Par Laurent Correau / Sébastien Nemeth

Ghislaine Dupont et Claude Verlon ont été enlevés et assassinés le 2 novembre. Les deux reporters de RFI étaient en mission à Kidal dans l'extrême nord du Mali dans le cadre de l'opération spéciale qui devait avoir lieu jeudi, à Bamako. Nos confrères venaient d'interviewer Ambeiry Ag Ghissa, un représentant du MNLA, la rébellion touaregue à Kidal, quand ils ont été embarqués de force par des hommes armés qui les ont exécutés à quelques kilomètres de là. Ghislaine Dupont et Claude Verlon étaient des reporters très expérimentés. Ils connaissaient particulièrement bien l'Afrique et étaient tout sauf des têtes brûlées.

Ghislaine. Une image. Celle d'une journaliste éclairée par sa lampe, enfoncée dans son fauteuil de bureau, toujours à la rédaction à une heure tardive de la soirée. Pendue au téléphone pour vérifier les informations. Sa main griffonne un dessin. Ou feuillette un vieux carnet d'adresses qui tombe en lambeaux. Ghislaine, journaliste sans concession.

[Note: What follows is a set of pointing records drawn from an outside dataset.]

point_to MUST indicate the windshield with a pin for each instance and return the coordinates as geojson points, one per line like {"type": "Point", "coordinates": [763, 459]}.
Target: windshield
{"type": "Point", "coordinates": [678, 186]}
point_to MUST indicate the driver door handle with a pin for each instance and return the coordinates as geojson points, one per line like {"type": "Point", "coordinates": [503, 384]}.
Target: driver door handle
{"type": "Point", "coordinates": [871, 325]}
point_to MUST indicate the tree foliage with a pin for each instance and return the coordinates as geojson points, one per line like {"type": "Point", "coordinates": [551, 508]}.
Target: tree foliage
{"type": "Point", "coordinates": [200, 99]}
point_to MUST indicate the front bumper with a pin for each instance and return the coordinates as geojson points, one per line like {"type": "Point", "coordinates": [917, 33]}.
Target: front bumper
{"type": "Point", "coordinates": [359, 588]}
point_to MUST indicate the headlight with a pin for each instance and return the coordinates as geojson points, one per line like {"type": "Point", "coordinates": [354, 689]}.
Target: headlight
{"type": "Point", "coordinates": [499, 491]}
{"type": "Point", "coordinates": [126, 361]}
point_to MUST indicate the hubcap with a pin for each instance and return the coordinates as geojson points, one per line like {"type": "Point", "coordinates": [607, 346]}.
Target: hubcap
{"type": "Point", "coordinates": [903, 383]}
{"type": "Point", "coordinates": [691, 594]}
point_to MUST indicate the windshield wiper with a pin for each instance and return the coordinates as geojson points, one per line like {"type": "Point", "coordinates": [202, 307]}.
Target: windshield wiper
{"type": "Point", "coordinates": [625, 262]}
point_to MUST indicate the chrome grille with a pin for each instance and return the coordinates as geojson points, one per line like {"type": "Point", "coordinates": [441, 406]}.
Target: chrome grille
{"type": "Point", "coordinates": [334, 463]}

Née en janvier 1956, Ghislaine Dupont a passé plusieurs années de son enfance en Afrique. A la fin de ses études, elle fait le choix du journalisme. Elle passe par Ouest-France et Témoignage Chrétien. Apprend le micro auprès des radios libres. Puis entre à Radio France Belfort.

Passionnée de l'Afrique

Son goût du voyage et du reportage l'incitent à aller vers RFI. Après un premier passage à la radio mondiale, Ghislaine signe son CDI en 1990. Elle commence par la présentation, puis part sur des terrains difficiles : elle se rend dans les maquis de l'UNITA, en Angola. Décrit le drame que traversent les Sierra-Léonais sous la coupe des rebelles du RUF. Au Rwanda, elle est menacée de mort par un policier en civil dans sa chambre d'hôtel. Jamais elle n'a reculé. La liste des pays dans lesquels elle a travaillé est longue. Entre autres, Djibouti, le Burundi ou encore l'Ethiopie en guerre avec l'Erythrée.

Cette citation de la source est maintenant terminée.